NO MEU TEMPO DE MENINO, a brincadeira era jogar bola no Largo da Usina

Passei toda minha infância sem conhecer um brinquedo elétrico e quando a luz chegou em Serrinha eu já era rapaz
Tasso Franco , da redação em Salvador | 19/11/2015 às 09:55
Carrinho feito por Sêo Conrado que serviu a mim e a meu irmão
Foto: Arquivo Pessoal
   No meu tempo de menino em Serrinha as opções de brinquedos e brincadeiras para crianças eram poucas. Não havia luz elétrica nem parques infantis e a gente 'dormia com as galinhas e acordava com os galos'. Era como se dizia para quem dormia cedo, logo depois do jantar - uma sopa, café com leite e pão com manteiga - e acordava cedo com o cantar dos galos e a cantoria dos passarinhos.

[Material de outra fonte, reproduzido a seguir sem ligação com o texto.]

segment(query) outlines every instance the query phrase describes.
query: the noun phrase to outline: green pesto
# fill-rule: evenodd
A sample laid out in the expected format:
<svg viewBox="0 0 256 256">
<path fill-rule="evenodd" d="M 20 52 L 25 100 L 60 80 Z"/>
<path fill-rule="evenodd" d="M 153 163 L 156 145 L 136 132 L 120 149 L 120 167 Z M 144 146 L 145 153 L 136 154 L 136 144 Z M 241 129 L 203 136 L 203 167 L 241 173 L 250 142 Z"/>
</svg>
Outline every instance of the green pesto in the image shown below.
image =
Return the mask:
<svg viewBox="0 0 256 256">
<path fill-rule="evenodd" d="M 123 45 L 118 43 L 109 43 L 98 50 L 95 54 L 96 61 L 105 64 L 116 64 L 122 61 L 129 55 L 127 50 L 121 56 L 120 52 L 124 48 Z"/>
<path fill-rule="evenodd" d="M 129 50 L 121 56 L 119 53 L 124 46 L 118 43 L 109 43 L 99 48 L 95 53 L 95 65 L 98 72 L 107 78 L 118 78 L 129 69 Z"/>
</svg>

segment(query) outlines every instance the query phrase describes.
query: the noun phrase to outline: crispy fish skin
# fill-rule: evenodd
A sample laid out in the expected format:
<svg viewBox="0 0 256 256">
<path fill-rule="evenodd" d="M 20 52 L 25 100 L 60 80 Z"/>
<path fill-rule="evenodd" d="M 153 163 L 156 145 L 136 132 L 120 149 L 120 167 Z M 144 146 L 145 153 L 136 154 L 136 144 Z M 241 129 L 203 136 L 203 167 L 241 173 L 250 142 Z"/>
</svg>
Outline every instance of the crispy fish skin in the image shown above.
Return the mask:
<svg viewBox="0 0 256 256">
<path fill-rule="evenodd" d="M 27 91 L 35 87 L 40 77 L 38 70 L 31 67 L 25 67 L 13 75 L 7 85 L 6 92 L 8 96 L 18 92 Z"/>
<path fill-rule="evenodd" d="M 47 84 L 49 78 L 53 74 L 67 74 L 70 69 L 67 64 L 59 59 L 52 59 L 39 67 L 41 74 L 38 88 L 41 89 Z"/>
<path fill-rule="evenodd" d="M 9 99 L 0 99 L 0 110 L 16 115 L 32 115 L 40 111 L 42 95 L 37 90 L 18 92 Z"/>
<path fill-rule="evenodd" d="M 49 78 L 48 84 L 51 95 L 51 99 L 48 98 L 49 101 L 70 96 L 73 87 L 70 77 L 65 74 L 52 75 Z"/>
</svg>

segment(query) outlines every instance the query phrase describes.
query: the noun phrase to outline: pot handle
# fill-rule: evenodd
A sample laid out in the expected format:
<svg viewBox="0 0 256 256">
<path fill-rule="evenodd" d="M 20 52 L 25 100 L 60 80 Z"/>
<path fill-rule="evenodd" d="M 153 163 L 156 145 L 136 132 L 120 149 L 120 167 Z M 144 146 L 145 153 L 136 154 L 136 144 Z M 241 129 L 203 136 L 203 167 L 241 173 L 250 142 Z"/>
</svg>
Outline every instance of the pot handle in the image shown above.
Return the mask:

   Meu pai criava uns dez passarinhos em gaiolas e logo cedo estava trocando a água dos vasilhames e colocando alpiste nos cochos para um coleiro, um cardeal, uma sabiá e outros. Meu pai tinha um xodó especial com um passáro preto cantador. Quando estalava os dedos ele dobrava o canto. O sitio do meu avô era no fundo de nossa casa e a gente também podia ouvir o mugido das vacas leiteiras.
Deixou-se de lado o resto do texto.